О, если не надо!.. Кати птицей рванулась к стойке.
Другая девушка приняла у нее чек. Кати еще от телефонной будки приметила, что вокруг глаз у нее совсем черно. «Побили, наверное», — решила Кати и поглядела на нее с участием. Побить ее, может, и побили, но чернота вокруг глаз была не оттого, — Кати это тотчас поняла, как только подошла поближе к стойке. Просто девушка карандашом нарисовала вокруг глаз большие круги: наверное, настоящие ее глаза не очень ей нравились.
Девушка с подкрашенными глазами спросила Кати, какое она хочет мороженое — ванильное или шоколадное, но ответа не получила и положила в вазочку одно ванильное. Кати спохватилась только тогда, когда мороженое уже было у нее в руках. Она чуть не заревела: ведь ей-то хотелось шоколадного! Но что поделаешь! Сама прошляпила; кроме себя, пенять не на кого…
Эх, да разве все это опишешь Лаци на таком крохотном клочке бумаги! Кати беспомощно вертела в руках маленький конверт. Так ничего и не придумав, она спрятала конверт за кофту. Потом нашла на ступеньке какую-то щепку и нацарапала ею на лестничной стене:
НАДЬХАЮ
2
Кати впорхнула в кондитерскую. Официант Йожи пошел ей навстречу, низко кланяясь; полы его белой полотняной куртки при этом взлетали, как крылья гусей, готовящихся к отлету.
«А мы уже заждались тебя, Катика, ведь сколько дней не видали!» — говорил Йожи, а сам вынимал из кармана огромный красный гребень.
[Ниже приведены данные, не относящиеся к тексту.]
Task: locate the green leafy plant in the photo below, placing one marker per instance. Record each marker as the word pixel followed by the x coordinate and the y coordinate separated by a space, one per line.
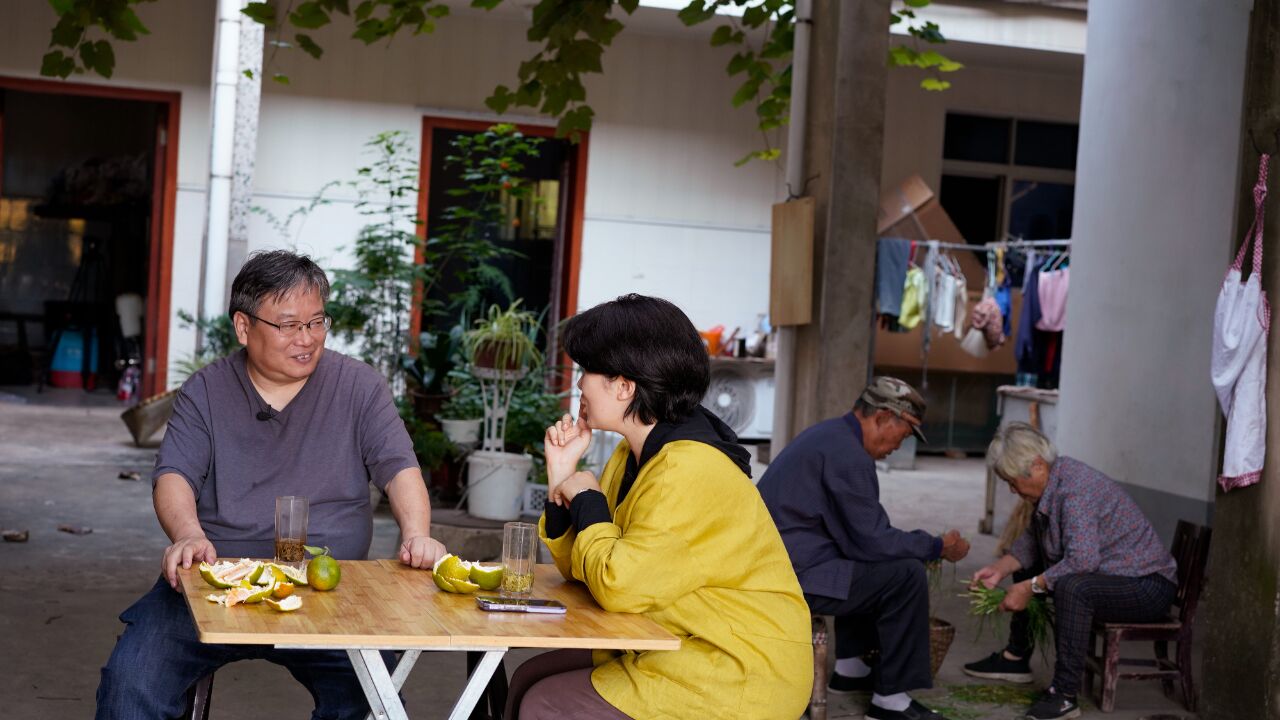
pixel 504 340
pixel 370 301
pixel 984 602
pixel 465 401
pixel 219 340
pixel 462 247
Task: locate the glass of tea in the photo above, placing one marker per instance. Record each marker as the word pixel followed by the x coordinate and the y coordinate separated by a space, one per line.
pixel 519 556
pixel 291 531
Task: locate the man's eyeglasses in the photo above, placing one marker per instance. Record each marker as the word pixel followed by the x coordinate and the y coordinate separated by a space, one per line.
pixel 291 328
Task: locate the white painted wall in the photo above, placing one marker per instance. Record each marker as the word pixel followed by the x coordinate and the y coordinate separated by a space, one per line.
pixel 1155 206
pixel 666 210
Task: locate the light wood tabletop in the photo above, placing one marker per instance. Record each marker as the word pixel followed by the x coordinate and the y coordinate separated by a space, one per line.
pixel 380 604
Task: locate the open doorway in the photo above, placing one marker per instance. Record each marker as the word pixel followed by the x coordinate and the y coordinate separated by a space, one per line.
pixel 87 182
pixel 545 233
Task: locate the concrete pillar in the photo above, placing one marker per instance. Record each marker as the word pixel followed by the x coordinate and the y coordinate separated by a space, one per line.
pixel 1155 210
pixel 1242 646
pixel 844 144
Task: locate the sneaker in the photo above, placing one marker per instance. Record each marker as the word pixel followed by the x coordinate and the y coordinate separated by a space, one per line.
pixel 1000 668
pixel 914 711
pixel 1052 706
pixel 845 684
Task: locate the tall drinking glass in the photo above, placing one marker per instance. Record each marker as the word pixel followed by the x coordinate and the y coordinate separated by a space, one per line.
pixel 291 531
pixel 519 556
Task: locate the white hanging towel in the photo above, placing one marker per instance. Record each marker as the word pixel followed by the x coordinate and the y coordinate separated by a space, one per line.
pixel 1242 322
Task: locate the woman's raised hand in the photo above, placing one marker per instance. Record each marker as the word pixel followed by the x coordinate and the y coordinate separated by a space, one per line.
pixel 565 445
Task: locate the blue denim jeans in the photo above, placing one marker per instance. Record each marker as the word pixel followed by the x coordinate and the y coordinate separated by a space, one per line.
pixel 159 657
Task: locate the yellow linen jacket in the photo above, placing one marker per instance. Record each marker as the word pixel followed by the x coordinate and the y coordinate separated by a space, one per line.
pixel 694 548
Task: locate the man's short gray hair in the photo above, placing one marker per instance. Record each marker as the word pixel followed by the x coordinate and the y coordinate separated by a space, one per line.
pixel 1015 447
pixel 274 274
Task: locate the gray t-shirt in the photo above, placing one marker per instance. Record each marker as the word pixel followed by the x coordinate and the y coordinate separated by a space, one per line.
pixel 339 433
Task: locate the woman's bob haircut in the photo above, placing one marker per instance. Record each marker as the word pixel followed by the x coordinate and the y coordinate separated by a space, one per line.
pixel 650 342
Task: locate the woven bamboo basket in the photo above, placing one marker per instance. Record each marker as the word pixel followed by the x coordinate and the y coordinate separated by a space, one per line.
pixel 147 417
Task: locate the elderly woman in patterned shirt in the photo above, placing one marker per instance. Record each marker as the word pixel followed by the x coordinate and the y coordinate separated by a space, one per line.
pixel 1088 546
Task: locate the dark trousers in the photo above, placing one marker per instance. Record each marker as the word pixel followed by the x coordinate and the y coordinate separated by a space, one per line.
pixel 887 609
pixel 159 656
pixel 1079 600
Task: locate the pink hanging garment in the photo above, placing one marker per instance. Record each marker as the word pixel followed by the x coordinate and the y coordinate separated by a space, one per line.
pixel 1242 322
pixel 1052 300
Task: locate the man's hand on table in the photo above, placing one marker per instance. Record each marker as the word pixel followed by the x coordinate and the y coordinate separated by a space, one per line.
pixel 421 551
pixel 954 547
pixel 184 551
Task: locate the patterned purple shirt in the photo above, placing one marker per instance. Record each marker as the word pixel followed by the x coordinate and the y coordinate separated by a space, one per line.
pixel 1086 523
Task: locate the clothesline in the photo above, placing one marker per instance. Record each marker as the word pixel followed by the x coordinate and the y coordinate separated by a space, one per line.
pixel 999 245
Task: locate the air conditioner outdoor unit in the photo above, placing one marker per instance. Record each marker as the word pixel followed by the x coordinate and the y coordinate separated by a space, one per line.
pixel 741 393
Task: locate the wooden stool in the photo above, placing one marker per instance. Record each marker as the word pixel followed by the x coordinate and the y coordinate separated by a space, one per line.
pixel 1191 551
pixel 818 700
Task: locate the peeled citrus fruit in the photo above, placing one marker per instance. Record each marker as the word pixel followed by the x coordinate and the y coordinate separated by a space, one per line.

И он тут же стал расчесывать Катины волосы, белокурые и длинные, до самого пояса. Маргитка сидела в углу на на красивом троне, к которому вела лесенка, покрытая красным бархатным ковром. Увидев Кати, она вскочила и побежала к ней прямо по ковру.
«Я посажу тебя на самое лучшее место», — сказала она и вдруг подняла ее и посадила на стойку, где продавали мороженое.
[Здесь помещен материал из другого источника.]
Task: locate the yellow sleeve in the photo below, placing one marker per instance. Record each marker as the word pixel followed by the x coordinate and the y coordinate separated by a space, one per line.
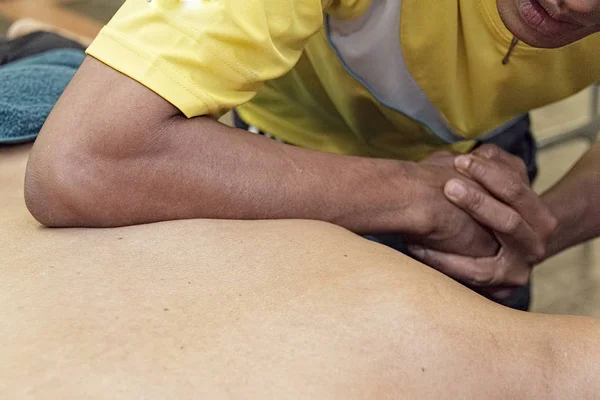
pixel 207 56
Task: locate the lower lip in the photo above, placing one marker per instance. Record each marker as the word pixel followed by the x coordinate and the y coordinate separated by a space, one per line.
pixel 534 15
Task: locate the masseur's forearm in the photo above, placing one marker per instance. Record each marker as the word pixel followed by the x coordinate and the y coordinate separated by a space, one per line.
pixel 574 201
pixel 114 153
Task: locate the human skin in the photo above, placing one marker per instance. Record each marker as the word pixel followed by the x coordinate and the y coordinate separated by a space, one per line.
pixel 550 23
pixel 112 168
pixel 269 309
pixel 114 153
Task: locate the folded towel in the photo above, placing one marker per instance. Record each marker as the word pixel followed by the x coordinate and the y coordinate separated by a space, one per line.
pixel 30 88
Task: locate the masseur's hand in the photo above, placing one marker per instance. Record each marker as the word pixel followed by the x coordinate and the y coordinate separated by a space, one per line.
pixel 443 226
pixel 521 221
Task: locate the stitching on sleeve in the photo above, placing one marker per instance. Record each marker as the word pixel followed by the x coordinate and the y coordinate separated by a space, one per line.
pixel 215 54
pixel 165 62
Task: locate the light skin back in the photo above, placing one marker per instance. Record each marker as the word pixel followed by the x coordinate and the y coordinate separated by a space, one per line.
pixel 280 309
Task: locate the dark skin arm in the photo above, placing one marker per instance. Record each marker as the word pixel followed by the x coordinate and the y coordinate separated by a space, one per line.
pixel 114 153
pixel 529 227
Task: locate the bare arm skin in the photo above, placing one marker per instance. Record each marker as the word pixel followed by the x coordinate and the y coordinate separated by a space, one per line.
pixel 574 201
pixel 275 309
pixel 114 153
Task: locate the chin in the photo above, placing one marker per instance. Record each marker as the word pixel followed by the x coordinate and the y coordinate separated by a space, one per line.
pixel 509 14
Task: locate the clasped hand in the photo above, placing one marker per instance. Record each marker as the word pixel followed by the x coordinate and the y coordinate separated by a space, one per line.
pixel 494 190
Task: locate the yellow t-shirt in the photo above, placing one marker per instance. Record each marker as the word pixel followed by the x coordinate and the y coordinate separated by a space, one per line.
pixel 275 62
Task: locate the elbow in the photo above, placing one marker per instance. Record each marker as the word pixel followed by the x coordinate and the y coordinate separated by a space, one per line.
pixel 60 184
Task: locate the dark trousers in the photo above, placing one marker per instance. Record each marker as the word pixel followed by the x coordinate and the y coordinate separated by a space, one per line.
pixel 32 44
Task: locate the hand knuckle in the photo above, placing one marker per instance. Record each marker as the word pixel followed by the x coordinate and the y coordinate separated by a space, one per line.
pixel 512 223
pixel 552 225
pixel 475 201
pixel 513 190
pixel 489 151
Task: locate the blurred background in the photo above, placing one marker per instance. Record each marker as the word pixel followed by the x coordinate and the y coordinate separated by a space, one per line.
pixel 568 283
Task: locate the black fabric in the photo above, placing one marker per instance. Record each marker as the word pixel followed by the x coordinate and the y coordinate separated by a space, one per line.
pixel 519 141
pixel 32 44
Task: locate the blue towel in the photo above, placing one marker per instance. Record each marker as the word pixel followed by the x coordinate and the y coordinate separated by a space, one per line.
pixel 30 88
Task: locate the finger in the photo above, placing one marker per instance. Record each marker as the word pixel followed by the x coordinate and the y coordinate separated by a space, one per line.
pixel 495 153
pixel 513 230
pixel 478 272
pixel 507 186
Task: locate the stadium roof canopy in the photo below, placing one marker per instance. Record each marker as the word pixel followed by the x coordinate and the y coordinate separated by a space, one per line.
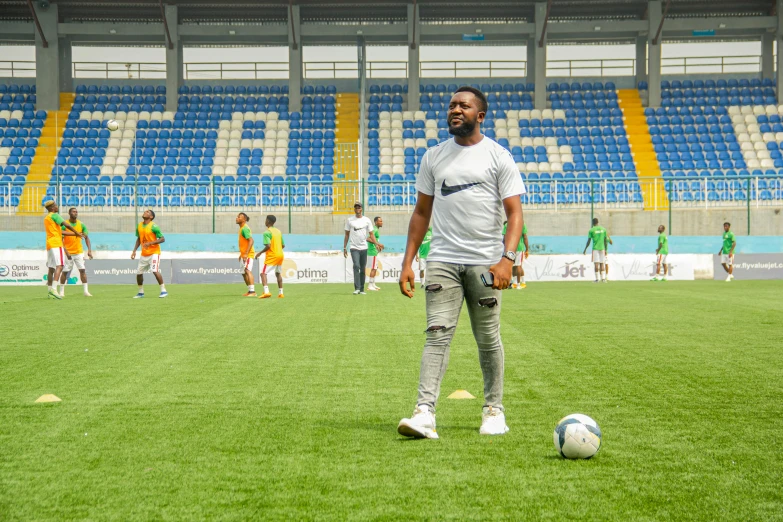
pixel 346 11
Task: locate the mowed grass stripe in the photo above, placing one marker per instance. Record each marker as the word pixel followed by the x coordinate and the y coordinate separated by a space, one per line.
pixel 208 405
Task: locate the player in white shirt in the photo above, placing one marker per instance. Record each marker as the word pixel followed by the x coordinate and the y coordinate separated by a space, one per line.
pixel 466 186
pixel 358 230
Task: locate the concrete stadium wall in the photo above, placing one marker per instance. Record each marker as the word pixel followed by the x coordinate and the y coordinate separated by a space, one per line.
pixel 766 221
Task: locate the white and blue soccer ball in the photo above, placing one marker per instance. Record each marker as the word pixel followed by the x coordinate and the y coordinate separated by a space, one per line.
pixel 577 436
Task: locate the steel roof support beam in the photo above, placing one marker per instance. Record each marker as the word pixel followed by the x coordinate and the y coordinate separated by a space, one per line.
pixel 655 20
pixel 413 57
И тут, откуда ни возьмись, появился Лаци Надьхаю. Он остановился возле Кати и стал дергать ее за руку, чтобы она и ему дала попробовать мороженого. Кати страшно испугалась, что Маргитка сейчас выгонит их обоих. А Надьхаю все сильнее дергал ее за руку…
Кати открыла глаза. Тетя Бёшке трясла ее изо всех сил.
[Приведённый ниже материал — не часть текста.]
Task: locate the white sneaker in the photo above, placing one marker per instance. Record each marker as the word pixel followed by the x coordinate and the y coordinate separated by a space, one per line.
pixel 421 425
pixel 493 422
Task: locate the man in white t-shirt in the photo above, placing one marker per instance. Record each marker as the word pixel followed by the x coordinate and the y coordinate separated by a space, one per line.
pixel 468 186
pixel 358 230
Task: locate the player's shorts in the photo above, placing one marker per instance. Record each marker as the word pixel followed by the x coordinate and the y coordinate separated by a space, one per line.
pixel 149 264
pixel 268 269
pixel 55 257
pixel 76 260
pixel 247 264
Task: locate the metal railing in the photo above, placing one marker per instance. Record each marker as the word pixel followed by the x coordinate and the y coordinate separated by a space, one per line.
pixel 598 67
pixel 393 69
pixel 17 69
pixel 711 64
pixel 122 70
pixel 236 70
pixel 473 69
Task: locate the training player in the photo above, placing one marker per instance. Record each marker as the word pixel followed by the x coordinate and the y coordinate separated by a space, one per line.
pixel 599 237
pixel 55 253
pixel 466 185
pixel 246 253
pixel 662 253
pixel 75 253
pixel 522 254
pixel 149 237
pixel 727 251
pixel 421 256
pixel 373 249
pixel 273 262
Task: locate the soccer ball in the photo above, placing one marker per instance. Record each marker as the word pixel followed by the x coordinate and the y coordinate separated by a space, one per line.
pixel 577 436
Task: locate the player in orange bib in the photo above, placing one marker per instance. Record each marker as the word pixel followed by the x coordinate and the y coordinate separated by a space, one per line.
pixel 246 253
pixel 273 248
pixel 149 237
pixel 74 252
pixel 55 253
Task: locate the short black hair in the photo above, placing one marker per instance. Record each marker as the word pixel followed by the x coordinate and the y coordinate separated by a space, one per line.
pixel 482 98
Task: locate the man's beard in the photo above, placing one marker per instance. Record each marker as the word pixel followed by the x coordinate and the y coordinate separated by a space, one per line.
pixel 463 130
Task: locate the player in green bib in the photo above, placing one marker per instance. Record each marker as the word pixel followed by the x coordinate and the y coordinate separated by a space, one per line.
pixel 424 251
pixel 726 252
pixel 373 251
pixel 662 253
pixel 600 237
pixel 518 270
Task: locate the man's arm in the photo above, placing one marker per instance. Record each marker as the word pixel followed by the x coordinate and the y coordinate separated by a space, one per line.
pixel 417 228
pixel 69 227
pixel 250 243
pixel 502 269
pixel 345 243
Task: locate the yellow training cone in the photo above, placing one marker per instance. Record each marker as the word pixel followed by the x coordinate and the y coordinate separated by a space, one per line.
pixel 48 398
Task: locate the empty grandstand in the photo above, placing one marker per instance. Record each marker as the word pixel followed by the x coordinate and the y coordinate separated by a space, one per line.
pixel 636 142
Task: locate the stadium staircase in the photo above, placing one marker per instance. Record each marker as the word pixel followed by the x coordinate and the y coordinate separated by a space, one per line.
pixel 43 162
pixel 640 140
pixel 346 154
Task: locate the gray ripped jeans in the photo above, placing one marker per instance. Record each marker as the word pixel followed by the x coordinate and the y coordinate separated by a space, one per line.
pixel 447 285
— Да вставай же! До каких пор можно спать! Быстренько, быстро! Пойдем записываться.
Кати понуро выбралась из постели.
— Где твой прошлогодний табель? — спросила тетя Бёшке.
— Там, где орехи…
— Где это? — так и вскинулась нетерпеливая тетя Бёшке. Кати не ответила, просто вышла молча на кухню и подняла крышку ящика. Она завладела этим ящиком, потому что тетя Бёшке пользовалась только одним его отделением — держала там дрова, — другое же, отгороженное фанеркой, оставалось пустым. Сюда Кати сложила все свои самые важные вещи: лесные орехи в красном клетчатом мешочке; подарок бабушки; синюю, как небо, шелковую шаль, которая когда-то была мамина; нанизанные на веревочку дикие каштаны, пустую раковину от улитки и прошлогодний табель. Кати выудила табель и отнесла его в комнату тете Бёшке. Правда, до этого она сунула за пазуху полученный вчера белый конверт, который перед сном спрятала в ящик.